Politica

Le lezioni di Calearo

La candidatura di Massimo Calearo nel Partito Democratico insegna tre cose, rivelatrici della depressione politica che attraversiamo. Prima lezione: egli ha detto che Veltroni lo ha convinto ad entrare in lista promettendogli che sarà ministro nel prossimo governo della sinistra. Ci fu un tempo in cui cose del genere si tacevano e ci se ne vergognava, perché l’idea di schierarsi in ragione di un tornaconto personale era considerata meschina. Vedo che ora va di moda la trasparenza, che sarebbe meglio chiamare sfrontatezza.
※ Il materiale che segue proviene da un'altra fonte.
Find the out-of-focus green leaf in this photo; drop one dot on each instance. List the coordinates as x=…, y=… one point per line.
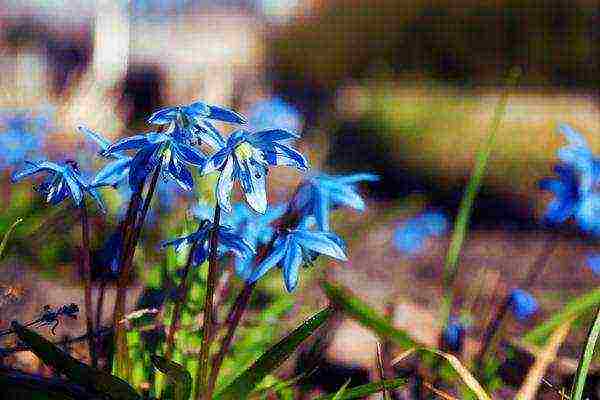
x=357, y=309
x=177, y=376
x=362, y=391
x=273, y=358
x=585, y=360
x=78, y=372
x=573, y=308
x=7, y=235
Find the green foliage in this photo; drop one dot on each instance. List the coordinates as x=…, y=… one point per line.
x=273, y=358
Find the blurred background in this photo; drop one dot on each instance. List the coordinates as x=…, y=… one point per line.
x=404, y=89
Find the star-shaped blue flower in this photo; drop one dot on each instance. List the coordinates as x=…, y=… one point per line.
x=294, y=248
x=523, y=304
x=245, y=157
x=228, y=241
x=62, y=181
x=152, y=148
x=320, y=194
x=410, y=237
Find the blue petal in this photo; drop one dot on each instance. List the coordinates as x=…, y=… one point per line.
x=128, y=143
x=276, y=255
x=320, y=242
x=291, y=265
x=226, y=115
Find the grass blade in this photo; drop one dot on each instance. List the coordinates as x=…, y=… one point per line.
x=7, y=235
x=362, y=391
x=586, y=359
x=572, y=309
x=466, y=205
x=273, y=358
x=177, y=376
x=78, y=372
x=365, y=315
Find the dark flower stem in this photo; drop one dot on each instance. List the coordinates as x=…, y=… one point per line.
x=233, y=320
x=534, y=272
x=132, y=229
x=180, y=300
x=211, y=283
x=87, y=271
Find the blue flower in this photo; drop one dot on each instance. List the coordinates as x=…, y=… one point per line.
x=593, y=262
x=294, y=248
x=453, y=336
x=228, y=241
x=62, y=181
x=274, y=113
x=20, y=135
x=245, y=157
x=321, y=193
x=410, y=237
x=523, y=304
x=193, y=121
x=154, y=148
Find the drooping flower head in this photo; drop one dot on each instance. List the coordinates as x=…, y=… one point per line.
x=62, y=181
x=245, y=157
x=523, y=304
x=575, y=187
x=411, y=237
x=322, y=193
x=295, y=247
x=228, y=242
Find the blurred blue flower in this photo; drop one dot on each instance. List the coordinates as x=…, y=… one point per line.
x=274, y=113
x=294, y=248
x=21, y=132
x=574, y=187
x=411, y=236
x=245, y=157
x=228, y=241
x=152, y=148
x=523, y=304
x=593, y=262
x=321, y=193
x=453, y=336
x=62, y=181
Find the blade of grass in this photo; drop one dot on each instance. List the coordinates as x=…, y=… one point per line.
x=273, y=358
x=536, y=373
x=7, y=235
x=586, y=359
x=362, y=391
x=466, y=205
x=365, y=315
x=573, y=308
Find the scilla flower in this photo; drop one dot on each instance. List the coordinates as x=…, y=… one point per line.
x=156, y=147
x=294, y=248
x=320, y=194
x=62, y=181
x=228, y=241
x=523, y=304
x=412, y=235
x=245, y=157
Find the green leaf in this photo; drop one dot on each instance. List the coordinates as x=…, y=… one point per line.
x=7, y=235
x=362, y=391
x=273, y=358
x=573, y=308
x=78, y=372
x=357, y=309
x=177, y=376
x=586, y=359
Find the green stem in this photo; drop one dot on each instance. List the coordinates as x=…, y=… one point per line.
x=87, y=270
x=181, y=299
x=466, y=204
x=208, y=307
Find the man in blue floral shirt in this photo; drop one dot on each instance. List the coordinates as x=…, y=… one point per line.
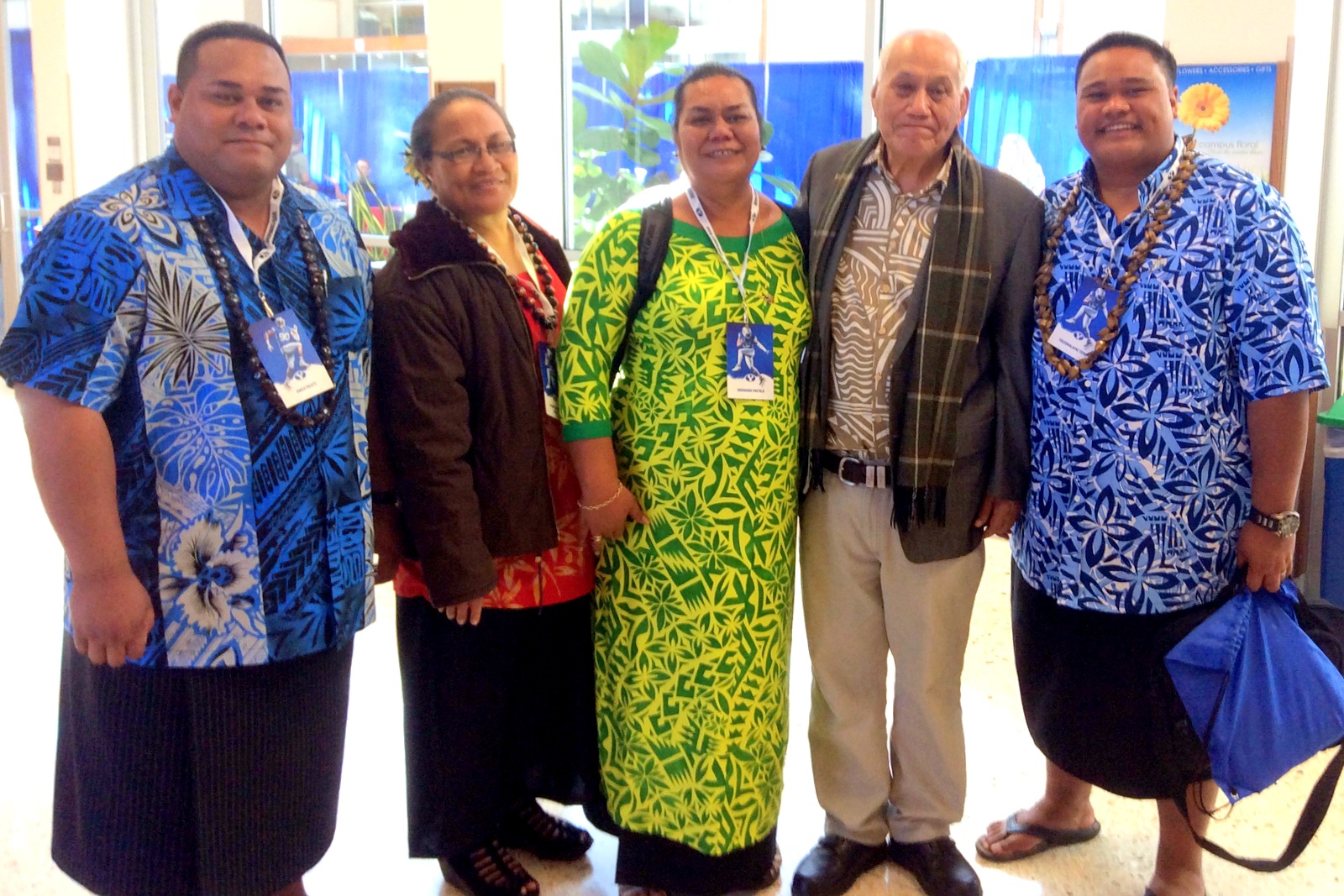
x=215, y=520
x=1167, y=445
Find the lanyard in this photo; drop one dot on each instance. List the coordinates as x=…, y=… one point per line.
x=714, y=239
x=244, y=244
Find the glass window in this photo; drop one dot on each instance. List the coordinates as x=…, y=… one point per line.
x=810, y=83
x=354, y=107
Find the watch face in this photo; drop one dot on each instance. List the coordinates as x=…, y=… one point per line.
x=1281, y=524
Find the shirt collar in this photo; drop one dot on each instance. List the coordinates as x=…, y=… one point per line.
x=940, y=181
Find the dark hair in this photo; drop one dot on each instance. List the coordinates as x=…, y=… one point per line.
x=710, y=70
x=190, y=54
x=423, y=129
x=1160, y=54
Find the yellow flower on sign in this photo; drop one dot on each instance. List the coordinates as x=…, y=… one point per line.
x=1205, y=107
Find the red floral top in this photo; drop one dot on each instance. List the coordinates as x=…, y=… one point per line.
x=561, y=574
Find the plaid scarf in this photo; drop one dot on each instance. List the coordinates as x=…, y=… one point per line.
x=942, y=345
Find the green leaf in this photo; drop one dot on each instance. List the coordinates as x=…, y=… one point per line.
x=667, y=96
x=652, y=123
x=604, y=63
x=640, y=50
x=649, y=137
x=620, y=105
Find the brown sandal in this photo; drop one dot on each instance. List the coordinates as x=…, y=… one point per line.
x=491, y=871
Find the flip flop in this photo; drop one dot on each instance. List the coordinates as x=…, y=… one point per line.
x=1050, y=839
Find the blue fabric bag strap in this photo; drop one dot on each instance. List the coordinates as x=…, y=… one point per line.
x=1326, y=627
x=1317, y=804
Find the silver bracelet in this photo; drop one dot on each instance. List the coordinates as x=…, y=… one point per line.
x=608, y=503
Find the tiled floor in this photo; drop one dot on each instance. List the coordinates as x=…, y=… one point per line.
x=369, y=856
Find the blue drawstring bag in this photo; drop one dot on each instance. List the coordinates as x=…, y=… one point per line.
x=1263, y=698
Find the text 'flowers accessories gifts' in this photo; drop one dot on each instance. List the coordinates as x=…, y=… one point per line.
x=1265, y=699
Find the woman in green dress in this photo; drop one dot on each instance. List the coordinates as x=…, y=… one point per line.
x=689, y=473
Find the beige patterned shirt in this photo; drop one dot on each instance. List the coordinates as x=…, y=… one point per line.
x=871, y=308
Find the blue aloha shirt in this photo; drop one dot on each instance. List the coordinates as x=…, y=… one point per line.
x=255, y=535
x=1142, y=470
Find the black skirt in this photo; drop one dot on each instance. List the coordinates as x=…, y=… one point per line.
x=645, y=860
x=1097, y=694
x=198, y=781
x=495, y=714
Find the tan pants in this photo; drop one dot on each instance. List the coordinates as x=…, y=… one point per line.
x=862, y=600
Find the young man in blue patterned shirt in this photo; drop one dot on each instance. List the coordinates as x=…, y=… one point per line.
x=217, y=532
x=1167, y=449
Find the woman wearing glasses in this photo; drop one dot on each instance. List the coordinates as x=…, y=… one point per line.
x=494, y=613
x=689, y=468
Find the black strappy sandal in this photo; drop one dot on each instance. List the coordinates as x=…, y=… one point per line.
x=491, y=871
x=541, y=833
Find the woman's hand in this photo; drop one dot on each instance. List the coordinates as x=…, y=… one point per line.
x=606, y=516
x=387, y=542
x=465, y=611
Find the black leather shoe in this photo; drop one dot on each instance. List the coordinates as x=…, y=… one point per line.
x=833, y=864
x=938, y=867
x=541, y=833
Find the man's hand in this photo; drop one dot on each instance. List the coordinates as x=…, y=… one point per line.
x=998, y=516
x=387, y=542
x=1267, y=557
x=112, y=617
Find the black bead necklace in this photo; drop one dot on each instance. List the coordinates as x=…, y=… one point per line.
x=542, y=313
x=234, y=308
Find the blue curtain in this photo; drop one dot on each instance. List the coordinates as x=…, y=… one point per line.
x=347, y=116
x=1032, y=97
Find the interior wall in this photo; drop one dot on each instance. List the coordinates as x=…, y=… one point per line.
x=51, y=100
x=1207, y=31
x=101, y=103
x=534, y=98
x=467, y=39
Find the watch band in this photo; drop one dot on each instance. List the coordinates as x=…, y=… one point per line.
x=1281, y=524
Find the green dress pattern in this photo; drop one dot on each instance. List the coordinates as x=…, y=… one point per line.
x=694, y=610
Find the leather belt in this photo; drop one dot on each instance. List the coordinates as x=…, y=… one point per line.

Lezione uno-bis: un politico è davvero in grado di promettere quello che non ha, non avrà e non darà.
Seconda lezione: questo o quello per me pari son. Il capo di Federmeccanica aveva avuto modo di criticare pesantemente la politica di una sinistra che, non a caso, aveva mandato due sindacalisti a presiedere le Camere. Il suo giudizio negativo è ricambiato dal mondo politico che si ritiene vicino, ed in molti casi è diretta espressione, dei lavoratori metalmeccanici. Calearo non ha fatto mistero di apprezzare molto la legge Biagi, che i suoi attuali compagni di lista volevano, tutti, dicasi tutti, cambiare. Pensa il peggio possibile di Visco, che i suoi cocandidati appoggiano da quando erano piccoli. Ha festeggiato la caduta del governo Prodi, con i cui ministri ora si ritrova a fianco. In tutto questo Calearo non vede alcuna increspatura, non scorge il problema della coerenza, giacché il ragionamento è del tutto diverso: l’importante è esserci, ed io ci sarò passando da questa parte. Mi avessero dato garanzie di potere entrare dall’altra, lo avrei valutato senza pregiudiziali. Dal che deriva: è un bene che cadano i muri ideologici, ma è un male che travolgano anche i confini ideali, e più banalmente le idee.
Terza lezione: il passato non conta e nessuno ne risponde, siamo tutti nati oggi, meglio ancora se domani. Se non fosse così Veltroni potrebbe candidare Calearo solo dopo avere detto che il governo Prodi è come la corazzata Potëmkin. A forza di vivere alla giornata, la politica italiana non ha né storia né memoria.
Riassumendo: si festeggia l’arrivo dei profittatori, si applaude il divorzio fra contenuti e schieramenti, si teorizza l’irresponsabilità per quel che si è fatto e detto. Ah, dimenticavo, tutto questo si chiama “rinnovamento”.